A sabedoria cristã

Do Sermão de São Leão Magno, papa, sobre as Bem‑aventuranças
(Sermo 95, 4-6: PL 54,462-464) (Sec. V)

   O Senhor continuou, dizendo: Bem‑aventurados os que têm fome e sede de justiça, porque serão saciados. Esta fome não deseja nada corporal, nem esta sede busca coisa alguma terrena, mas aspira aos bens da justiça, deseja conhecer o segredo de todos os mistérios, quer saciar‑se com o próprio Deus.

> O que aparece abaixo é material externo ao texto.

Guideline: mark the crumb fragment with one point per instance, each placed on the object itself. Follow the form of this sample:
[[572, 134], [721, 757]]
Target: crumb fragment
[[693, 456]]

   Feliz a alma que suspira por este alimento da justiça e deseja ardentemente esta bebida; certamente não a desejaria se não tivesse saboreado a sua suavidade. Pressentiu o gosto da doçura celeste ao ouvir a palavra profética: Saboreai e vede como é bom o Senhor; e de tal modo se inflamou nas alegrias do casto amor, que, renunciando a todas as coisas temporais, desejou ardentemente comer e beber a justiça e compreendeu a verdade daquele mandamento que diz: Amarás o Senhor Deus com todo o teu coração, com toda a tua alma e com todas as tuas forças; porque amar a Deus é amar a justiça. 
   E assim como o amor de Deus está sempre associado à solicitude pelo próximo, também este desejo da justiça é sempre acompanhado pela virtude da misericórdia; por isso diz o Senhor: Bem‑aventurados os misericordiosos, porque alcançarão misericórdia.

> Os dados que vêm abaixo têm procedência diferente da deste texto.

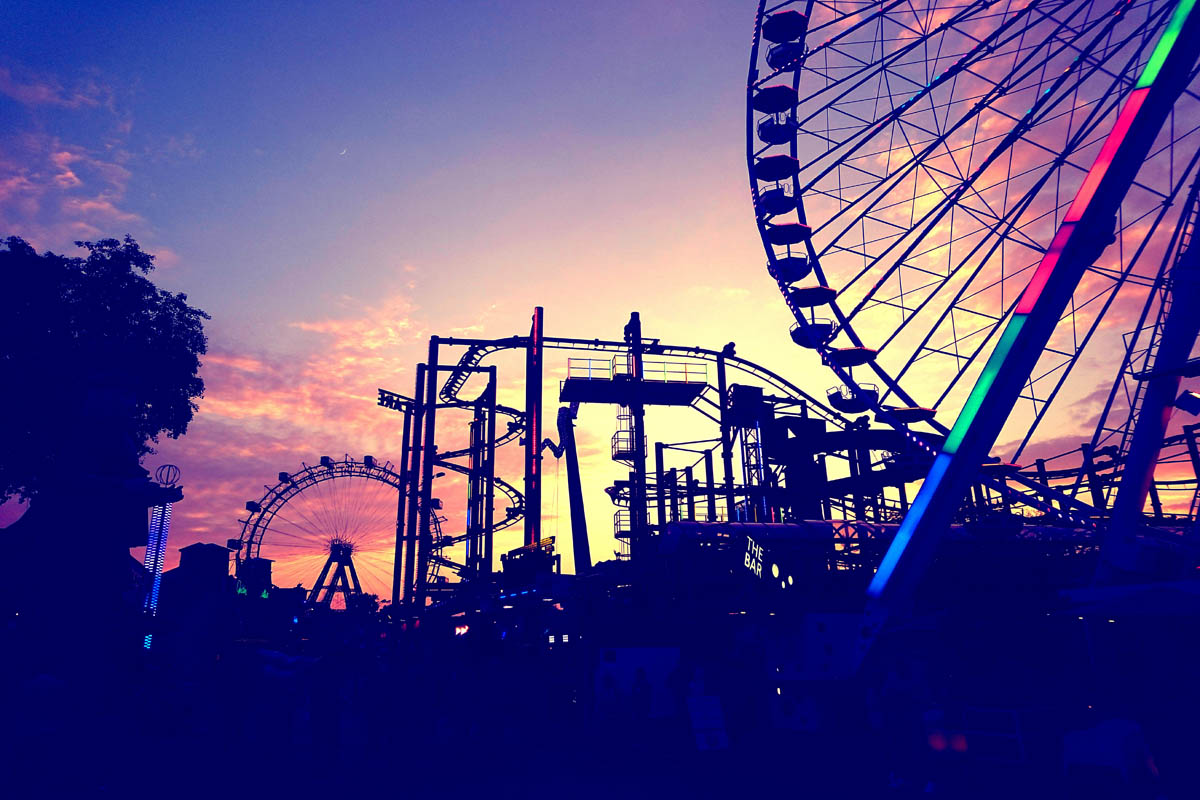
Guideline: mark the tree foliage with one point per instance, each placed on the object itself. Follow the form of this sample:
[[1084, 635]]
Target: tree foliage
[[75, 334]]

   Reconhece, ó cristão, a sublime dignidade da tua sabedoria e compreende a excelência dos seus caminhos e a admirável recompensa a que és chamado. Aquele que é a misericórdia quer que sejas misericordioso, Aquele que é a justiça quer que sejas justo, para que, mediante a imitação das obras divinas, o Criador Se manifeste na sua criatura e a imagem de Deus resplandeça no espelho do coração humano. Nunca será frustrada a fé dos que praticam boas obras; se assim fizeres, cumprir‑se‑ão os teus desejos e gozarás eternamente os bens que amas.

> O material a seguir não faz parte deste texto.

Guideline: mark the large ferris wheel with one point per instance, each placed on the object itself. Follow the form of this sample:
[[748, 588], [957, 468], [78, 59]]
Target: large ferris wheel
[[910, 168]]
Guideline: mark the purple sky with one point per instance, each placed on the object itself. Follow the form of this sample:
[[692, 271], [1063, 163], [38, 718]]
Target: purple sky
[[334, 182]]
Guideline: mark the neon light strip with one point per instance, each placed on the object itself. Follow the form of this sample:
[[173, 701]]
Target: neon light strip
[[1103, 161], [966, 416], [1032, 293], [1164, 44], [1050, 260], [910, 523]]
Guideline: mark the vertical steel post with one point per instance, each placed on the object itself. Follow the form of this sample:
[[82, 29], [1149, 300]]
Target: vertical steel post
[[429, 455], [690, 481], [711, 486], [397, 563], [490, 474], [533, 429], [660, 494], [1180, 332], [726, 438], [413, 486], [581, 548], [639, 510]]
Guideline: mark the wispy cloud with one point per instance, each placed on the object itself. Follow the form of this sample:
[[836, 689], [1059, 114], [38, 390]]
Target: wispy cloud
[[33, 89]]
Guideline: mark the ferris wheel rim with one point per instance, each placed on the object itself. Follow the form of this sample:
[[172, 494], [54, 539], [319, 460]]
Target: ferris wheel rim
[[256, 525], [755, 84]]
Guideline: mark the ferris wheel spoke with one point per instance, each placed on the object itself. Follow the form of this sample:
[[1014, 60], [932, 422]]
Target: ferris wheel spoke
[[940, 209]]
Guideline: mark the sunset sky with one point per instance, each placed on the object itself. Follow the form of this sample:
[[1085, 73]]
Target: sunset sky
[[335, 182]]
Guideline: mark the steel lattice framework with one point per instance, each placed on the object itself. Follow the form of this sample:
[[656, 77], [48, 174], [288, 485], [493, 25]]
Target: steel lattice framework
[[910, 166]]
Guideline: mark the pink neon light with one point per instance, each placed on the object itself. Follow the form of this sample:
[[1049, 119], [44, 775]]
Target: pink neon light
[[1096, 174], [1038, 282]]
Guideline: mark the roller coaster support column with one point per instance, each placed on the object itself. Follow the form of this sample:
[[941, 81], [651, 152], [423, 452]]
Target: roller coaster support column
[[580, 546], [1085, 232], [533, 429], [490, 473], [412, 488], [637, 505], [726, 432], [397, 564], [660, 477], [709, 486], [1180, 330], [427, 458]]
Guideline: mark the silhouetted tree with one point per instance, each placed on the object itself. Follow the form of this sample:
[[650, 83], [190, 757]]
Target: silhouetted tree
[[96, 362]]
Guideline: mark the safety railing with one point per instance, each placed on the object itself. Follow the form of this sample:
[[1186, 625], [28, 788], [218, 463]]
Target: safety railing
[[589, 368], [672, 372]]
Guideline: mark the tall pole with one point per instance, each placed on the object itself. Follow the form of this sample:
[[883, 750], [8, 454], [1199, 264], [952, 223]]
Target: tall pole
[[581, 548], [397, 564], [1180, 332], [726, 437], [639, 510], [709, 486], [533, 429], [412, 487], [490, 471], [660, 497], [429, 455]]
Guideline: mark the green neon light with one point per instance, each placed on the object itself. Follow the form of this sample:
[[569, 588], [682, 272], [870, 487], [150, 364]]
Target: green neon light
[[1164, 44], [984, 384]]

   E porque através da esmola tudo se torna puro para ti, chegarás também àquela bem‑aventurança que a seguir foi prometida pelo Senhor com estas palavras: Bem‑aventurados os
puros de coração, porque verão a Deus. Grande é a felicidade, irmãos caríssimos, daquele para quem está preparado tão grande prémio. Que é ter o coração puro, senão praticar diligentemente as virtudes anteriormente mencionadas? E que inteligência é capaz de compreender, que língua saberá explicar a imensa felicidade que é ver a Deus? E no entanto é isso precisamente que há‑de conseguir a natureza humana quando for transformada: verá a Divindade em Si mesma, não já como num espelho, de maneira confusa, mas face a face; verá Aquele que jamais homem algum pôde ver; então, o que os olhos não viram, nem os ouvidos escutaram, nem jamais passou pela mente humana, será conseguido na alegria inefável da contemplação eterna.